Flavia Catena
Illustrazione di Valeria Quaglino
Era accaduto a tutti i bambini della famiglia Piazza, maschi e femmine indistintamente: all’età di nove anni erano diventati adulti. Adulti come i loro genitori, come i maestri di scuola e i vicini di casa con figli al seguito, come gli attori che ammiravano al cinema il sabato pomeriggio.
Il passaggio dall’infanzia alla maturità era stato improvviso e violento. Un attimo prima eccoli a giocare con le macchinine o le bambole, e un attimo dopo a tenersi lo stomaco contratto dagli spasmi, invocando l’aiuto di santi e diavoli insieme.
Muscoli e pelle bruciavano, le orecchie fischiavano e i peli che crescevano sulle gambe, più lunghi per i bambini, più corti per le bambine, grattavano la stoffa del pigiama quasi fossero aculei. Ci volevano dei minuti, talvolta delle ore, perché si ammorbidissero. Allo stesso modo in cui i dolori attaccavano i loro corpi, sentimenti mai provati, dalla profonda tristezza all’euforia incontrollabile, prostravano le loro anime.
Talvolta le ferite riportate lì dentro, nella parte invisibile di sé, facevano fatica a guarire, e capitava che non si sanassero mai del tutto. Restavano piccole schegge, conficcate in mezzo ai polmoni o in gola, che rendevano difficile, a seconda del caso, respirare oppure ingoiare, se non addirittura parlare.

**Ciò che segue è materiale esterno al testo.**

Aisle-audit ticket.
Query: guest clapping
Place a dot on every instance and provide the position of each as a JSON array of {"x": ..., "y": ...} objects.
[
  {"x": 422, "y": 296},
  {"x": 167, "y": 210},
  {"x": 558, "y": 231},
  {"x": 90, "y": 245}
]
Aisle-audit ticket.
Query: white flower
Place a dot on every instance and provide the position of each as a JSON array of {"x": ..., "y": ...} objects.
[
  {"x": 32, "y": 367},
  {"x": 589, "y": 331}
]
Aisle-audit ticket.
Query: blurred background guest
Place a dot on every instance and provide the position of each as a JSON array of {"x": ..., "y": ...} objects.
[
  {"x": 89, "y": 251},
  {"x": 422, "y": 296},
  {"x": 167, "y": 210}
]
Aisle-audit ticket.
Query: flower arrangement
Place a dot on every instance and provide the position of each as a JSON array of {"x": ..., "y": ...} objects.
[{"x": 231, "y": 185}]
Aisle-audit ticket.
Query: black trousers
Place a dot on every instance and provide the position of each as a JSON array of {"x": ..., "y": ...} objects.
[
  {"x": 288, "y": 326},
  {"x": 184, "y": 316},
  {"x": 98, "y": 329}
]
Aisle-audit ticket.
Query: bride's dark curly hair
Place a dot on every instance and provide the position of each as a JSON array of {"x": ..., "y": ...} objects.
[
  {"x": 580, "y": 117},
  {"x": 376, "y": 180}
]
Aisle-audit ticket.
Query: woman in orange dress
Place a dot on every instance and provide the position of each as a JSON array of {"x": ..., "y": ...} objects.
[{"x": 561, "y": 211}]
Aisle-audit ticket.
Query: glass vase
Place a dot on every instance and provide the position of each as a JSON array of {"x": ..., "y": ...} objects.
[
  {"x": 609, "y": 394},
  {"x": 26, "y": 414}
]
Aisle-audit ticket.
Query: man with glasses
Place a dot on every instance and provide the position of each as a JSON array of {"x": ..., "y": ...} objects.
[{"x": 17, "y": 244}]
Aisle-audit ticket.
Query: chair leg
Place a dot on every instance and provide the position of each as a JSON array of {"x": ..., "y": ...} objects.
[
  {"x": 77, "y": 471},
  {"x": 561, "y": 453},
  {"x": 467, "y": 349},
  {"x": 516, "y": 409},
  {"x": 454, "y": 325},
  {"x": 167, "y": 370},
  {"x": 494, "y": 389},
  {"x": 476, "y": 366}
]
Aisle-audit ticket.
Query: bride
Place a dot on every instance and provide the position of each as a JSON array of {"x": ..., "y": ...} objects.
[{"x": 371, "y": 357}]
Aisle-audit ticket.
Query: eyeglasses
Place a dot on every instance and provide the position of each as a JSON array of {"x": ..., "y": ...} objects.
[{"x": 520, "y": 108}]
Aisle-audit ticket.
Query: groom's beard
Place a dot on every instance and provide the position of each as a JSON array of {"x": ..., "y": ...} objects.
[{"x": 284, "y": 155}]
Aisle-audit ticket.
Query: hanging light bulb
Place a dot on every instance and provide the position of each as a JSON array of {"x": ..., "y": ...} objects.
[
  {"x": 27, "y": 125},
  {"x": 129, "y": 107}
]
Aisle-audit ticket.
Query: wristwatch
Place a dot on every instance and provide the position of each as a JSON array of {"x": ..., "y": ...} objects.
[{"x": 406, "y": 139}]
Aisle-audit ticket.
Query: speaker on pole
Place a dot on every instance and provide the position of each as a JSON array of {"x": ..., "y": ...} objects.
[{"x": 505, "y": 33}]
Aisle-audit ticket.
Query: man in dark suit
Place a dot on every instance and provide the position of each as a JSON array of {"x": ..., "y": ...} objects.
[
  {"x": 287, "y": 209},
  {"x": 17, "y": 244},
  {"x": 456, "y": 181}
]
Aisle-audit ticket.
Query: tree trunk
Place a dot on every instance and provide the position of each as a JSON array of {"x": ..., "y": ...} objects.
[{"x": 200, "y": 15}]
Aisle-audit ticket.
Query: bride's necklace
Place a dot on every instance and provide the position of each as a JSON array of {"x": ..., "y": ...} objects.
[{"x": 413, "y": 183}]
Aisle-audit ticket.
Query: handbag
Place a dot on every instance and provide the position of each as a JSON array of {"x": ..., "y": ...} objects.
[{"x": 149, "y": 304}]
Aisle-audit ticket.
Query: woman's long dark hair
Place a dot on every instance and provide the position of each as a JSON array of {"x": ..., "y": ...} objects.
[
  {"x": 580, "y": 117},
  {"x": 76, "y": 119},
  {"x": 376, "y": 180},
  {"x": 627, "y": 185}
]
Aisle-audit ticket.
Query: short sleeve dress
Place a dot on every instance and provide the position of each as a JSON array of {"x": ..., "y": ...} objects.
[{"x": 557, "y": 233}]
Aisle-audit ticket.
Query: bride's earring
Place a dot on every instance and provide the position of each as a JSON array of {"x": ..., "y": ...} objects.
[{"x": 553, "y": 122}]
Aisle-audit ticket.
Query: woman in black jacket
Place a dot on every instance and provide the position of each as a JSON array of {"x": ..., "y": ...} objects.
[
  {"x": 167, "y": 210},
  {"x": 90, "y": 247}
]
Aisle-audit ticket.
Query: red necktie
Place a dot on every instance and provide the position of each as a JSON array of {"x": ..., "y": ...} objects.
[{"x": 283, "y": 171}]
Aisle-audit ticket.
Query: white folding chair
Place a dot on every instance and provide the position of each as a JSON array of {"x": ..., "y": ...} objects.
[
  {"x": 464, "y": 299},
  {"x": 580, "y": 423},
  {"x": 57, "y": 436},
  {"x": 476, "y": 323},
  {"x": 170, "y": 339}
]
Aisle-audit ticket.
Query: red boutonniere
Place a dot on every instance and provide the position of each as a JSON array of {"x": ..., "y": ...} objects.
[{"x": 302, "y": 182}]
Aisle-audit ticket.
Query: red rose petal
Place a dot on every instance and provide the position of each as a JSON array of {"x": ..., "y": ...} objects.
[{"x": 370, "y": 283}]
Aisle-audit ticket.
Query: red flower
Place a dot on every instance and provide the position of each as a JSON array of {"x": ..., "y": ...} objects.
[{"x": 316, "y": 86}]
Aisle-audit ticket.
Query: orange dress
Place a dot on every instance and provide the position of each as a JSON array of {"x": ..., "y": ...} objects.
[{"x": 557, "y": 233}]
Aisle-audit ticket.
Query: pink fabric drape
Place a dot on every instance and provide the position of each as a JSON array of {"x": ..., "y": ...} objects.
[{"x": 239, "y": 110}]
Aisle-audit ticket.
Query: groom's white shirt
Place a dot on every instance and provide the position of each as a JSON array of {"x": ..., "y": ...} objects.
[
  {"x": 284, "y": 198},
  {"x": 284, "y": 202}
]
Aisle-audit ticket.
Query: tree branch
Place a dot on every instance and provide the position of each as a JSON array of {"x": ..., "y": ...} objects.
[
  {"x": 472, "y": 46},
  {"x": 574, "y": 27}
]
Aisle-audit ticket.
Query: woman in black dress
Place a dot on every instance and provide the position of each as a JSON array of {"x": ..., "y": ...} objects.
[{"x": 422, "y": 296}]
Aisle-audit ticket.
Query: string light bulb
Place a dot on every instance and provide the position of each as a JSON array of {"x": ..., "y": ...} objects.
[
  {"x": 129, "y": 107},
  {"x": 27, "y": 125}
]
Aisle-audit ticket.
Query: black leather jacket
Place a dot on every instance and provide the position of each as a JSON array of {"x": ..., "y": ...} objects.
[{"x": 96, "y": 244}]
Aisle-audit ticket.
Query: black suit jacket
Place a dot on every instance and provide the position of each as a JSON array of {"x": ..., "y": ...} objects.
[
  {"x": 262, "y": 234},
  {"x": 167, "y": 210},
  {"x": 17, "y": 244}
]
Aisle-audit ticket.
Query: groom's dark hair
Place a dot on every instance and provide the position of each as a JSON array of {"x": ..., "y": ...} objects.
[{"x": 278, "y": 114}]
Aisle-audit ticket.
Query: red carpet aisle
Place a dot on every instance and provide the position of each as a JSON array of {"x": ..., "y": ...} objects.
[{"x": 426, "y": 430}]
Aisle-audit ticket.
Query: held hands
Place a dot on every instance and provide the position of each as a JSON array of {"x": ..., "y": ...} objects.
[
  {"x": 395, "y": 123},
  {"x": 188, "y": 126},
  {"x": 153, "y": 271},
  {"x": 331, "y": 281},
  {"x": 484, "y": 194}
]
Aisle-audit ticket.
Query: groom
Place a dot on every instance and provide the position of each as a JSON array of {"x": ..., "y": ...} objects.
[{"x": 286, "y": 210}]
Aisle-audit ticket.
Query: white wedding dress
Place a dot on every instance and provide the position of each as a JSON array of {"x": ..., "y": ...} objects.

Alcuni dei bambini e delle bambine sopportavano meglio l’affanno che l’incapacità di esprimersi. Si chiedevano però se gli adulti, quelli che lo erano da tempo, provassero ancora quel disagio, o se con gli anni fossero riusciti a liberarsene. Anche quando il malessere dei primi giorni passava, la nuova forma assunta, sia fisica che mentale, restava là, calcificata: impossibile modellarla o anche solo scalfirla senza danneggiarla. Da qui la resa. Un’esclamazione piagnucolante, a volte piatta, monocorde, priva di vigore, risuonava in casa Piazza: «Sono diventato grande!»

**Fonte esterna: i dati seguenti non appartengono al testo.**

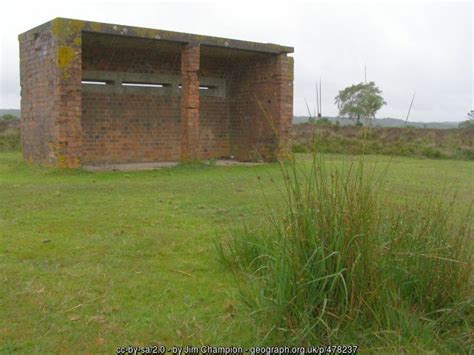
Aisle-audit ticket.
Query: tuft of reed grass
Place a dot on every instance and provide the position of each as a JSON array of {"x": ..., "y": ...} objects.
[{"x": 340, "y": 261}]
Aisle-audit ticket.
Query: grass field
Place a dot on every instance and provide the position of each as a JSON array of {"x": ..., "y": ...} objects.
[{"x": 92, "y": 261}]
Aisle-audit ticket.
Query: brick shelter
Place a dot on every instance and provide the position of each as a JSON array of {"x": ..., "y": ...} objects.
[{"x": 95, "y": 93}]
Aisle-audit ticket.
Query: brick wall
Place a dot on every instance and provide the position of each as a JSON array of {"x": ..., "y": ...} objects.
[
  {"x": 37, "y": 77},
  {"x": 246, "y": 111}
]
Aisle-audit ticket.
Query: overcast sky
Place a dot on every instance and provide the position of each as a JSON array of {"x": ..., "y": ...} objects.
[{"x": 425, "y": 47}]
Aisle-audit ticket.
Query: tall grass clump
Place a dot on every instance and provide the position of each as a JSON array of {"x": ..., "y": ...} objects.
[{"x": 342, "y": 263}]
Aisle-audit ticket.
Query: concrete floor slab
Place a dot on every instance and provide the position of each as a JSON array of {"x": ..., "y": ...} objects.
[{"x": 158, "y": 165}]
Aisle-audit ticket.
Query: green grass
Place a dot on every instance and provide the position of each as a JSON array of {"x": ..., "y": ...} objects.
[
  {"x": 94, "y": 261},
  {"x": 342, "y": 264}
]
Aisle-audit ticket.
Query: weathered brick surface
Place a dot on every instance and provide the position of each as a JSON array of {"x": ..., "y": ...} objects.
[
  {"x": 245, "y": 111},
  {"x": 37, "y": 76}
]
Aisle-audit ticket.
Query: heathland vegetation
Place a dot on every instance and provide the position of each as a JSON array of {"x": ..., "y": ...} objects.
[
  {"x": 322, "y": 248},
  {"x": 92, "y": 261}
]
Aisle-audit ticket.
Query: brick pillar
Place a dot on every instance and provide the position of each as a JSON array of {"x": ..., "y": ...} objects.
[
  {"x": 68, "y": 145},
  {"x": 190, "y": 102}
]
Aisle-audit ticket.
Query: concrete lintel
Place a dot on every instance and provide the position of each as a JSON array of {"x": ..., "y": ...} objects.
[{"x": 67, "y": 26}]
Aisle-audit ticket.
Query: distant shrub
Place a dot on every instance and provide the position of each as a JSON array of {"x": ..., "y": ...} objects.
[
  {"x": 467, "y": 124},
  {"x": 323, "y": 122},
  {"x": 8, "y": 117}
]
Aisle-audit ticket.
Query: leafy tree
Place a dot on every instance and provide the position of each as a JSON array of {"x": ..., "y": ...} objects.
[
  {"x": 360, "y": 100},
  {"x": 470, "y": 122}
]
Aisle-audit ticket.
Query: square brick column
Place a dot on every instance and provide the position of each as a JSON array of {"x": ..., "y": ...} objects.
[
  {"x": 50, "y": 76},
  {"x": 190, "y": 57}
]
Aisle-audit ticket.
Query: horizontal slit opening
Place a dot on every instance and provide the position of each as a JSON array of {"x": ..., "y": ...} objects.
[
  {"x": 201, "y": 87},
  {"x": 95, "y": 82},
  {"x": 145, "y": 85}
]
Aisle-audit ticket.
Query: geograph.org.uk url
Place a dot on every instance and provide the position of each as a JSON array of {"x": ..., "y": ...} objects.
[{"x": 230, "y": 350}]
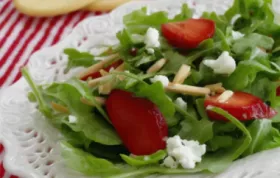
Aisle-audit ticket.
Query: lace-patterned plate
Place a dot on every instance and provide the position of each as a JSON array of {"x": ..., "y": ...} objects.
[{"x": 31, "y": 143}]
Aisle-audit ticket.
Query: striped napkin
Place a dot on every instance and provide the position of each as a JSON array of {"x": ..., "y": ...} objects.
[{"x": 21, "y": 35}]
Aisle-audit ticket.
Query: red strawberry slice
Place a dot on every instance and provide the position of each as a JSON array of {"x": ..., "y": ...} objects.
[
  {"x": 97, "y": 74},
  {"x": 278, "y": 91},
  {"x": 188, "y": 34},
  {"x": 138, "y": 121},
  {"x": 241, "y": 105}
]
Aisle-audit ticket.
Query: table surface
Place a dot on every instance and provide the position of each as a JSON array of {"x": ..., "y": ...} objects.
[{"x": 20, "y": 36}]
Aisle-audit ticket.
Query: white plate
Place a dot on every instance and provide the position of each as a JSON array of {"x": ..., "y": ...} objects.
[{"x": 31, "y": 143}]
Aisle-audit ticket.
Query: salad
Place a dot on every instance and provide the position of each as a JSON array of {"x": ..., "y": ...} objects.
[{"x": 177, "y": 95}]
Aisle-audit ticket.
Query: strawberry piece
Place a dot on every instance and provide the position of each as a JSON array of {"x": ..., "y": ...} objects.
[
  {"x": 97, "y": 74},
  {"x": 138, "y": 121},
  {"x": 188, "y": 34},
  {"x": 278, "y": 91},
  {"x": 241, "y": 105}
]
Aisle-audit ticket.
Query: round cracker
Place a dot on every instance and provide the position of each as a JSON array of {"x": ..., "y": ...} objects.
[
  {"x": 105, "y": 5},
  {"x": 46, "y": 8}
]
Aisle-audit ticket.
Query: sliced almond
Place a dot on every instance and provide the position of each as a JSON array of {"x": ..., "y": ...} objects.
[
  {"x": 188, "y": 90},
  {"x": 59, "y": 108},
  {"x": 100, "y": 100},
  {"x": 217, "y": 88},
  {"x": 157, "y": 66},
  {"x": 105, "y": 89},
  {"x": 95, "y": 82},
  {"x": 98, "y": 66},
  {"x": 182, "y": 74}
]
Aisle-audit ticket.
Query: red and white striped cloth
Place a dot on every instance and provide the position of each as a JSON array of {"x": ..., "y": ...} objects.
[{"x": 21, "y": 35}]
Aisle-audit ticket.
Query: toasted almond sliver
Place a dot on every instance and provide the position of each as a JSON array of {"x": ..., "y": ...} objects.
[
  {"x": 157, "y": 66},
  {"x": 217, "y": 88},
  {"x": 95, "y": 82},
  {"x": 188, "y": 90},
  {"x": 120, "y": 68},
  {"x": 59, "y": 108},
  {"x": 98, "y": 66},
  {"x": 182, "y": 74},
  {"x": 105, "y": 89}
]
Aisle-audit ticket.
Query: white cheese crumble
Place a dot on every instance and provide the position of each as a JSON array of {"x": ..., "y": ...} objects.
[
  {"x": 150, "y": 50},
  {"x": 72, "y": 119},
  {"x": 225, "y": 64},
  {"x": 236, "y": 35},
  {"x": 226, "y": 95},
  {"x": 151, "y": 38},
  {"x": 184, "y": 152},
  {"x": 257, "y": 52},
  {"x": 160, "y": 78},
  {"x": 181, "y": 103}
]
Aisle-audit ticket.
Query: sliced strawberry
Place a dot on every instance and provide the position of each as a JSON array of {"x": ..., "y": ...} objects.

Ettore era il tipico bambino facile alla meraviglia e dalla fantasia spiccata. Non c’era favola in cui non credesse; il mondo degli uomini si mescolava per lui a quello degli animali parlanti, dei folletti, dei nani e degli dei che abitano Olimpi dai nomi sempre diversi (alcuni li inventava lui stesso).

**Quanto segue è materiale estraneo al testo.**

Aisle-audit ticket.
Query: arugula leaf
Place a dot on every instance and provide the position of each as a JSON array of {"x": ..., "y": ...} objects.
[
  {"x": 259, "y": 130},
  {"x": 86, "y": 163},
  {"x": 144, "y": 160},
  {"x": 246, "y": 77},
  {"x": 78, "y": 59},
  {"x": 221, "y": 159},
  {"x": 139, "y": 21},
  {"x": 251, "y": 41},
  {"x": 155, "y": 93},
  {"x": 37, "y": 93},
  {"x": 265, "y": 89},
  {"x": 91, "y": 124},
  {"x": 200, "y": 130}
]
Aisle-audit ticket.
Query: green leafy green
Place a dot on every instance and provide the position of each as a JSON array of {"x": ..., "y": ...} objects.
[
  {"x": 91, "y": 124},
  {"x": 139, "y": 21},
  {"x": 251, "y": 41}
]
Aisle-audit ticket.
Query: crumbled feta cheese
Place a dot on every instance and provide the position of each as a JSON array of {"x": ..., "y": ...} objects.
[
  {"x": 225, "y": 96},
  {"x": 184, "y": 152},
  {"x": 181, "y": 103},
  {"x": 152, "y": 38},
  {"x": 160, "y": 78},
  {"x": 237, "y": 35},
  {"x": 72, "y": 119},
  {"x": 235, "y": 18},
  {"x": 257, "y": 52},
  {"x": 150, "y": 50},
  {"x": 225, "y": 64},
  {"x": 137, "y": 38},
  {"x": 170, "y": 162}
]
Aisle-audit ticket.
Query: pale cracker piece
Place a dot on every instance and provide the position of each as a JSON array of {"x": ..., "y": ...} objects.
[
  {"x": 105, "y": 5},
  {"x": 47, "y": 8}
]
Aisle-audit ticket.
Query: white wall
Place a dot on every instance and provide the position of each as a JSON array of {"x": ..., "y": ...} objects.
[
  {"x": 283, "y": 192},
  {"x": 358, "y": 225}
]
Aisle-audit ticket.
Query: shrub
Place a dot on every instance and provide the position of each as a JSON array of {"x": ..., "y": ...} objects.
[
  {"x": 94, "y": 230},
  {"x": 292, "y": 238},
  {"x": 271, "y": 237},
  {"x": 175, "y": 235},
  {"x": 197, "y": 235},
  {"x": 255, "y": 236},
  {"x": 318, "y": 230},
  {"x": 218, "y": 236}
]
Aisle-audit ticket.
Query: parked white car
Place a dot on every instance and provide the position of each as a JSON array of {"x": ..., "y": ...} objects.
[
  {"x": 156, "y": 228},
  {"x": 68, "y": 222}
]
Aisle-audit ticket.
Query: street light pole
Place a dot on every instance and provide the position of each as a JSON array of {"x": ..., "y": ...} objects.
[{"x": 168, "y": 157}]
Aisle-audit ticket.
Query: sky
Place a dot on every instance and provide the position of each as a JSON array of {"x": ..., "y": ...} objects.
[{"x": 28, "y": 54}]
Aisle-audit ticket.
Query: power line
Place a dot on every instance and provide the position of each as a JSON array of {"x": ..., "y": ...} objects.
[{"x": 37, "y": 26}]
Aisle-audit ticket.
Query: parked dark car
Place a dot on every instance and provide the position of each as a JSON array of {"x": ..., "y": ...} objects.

Ogni giorno si svegliava pensando di essere altrove, in una casa nella foresta, in una palafitta sul mare, aggrappato alle ali di un drago o in fondo al cratere di un vulcano spento. Aveva creduto di calpestare più volte anche la luna, mentre i suoi piedi strisciavano sulla sabbia del parco giochi. Il sé adulto era l’unica cosa che non avesse mai immaginato. E sì che in famiglia non si parlava d’altro. Il potere dei Piazza, il “dono”, come lo chiamava suo padre, veniva tirato fuori negli incontri tra i parenti o durante le feste a casa di zia Fiammetta, che, nel ricordare il passato, tornava indietro a quando si era trovata il nipote a scrutarla dal suo metro e settanta, e a chiederle un biscotto con voce profonda.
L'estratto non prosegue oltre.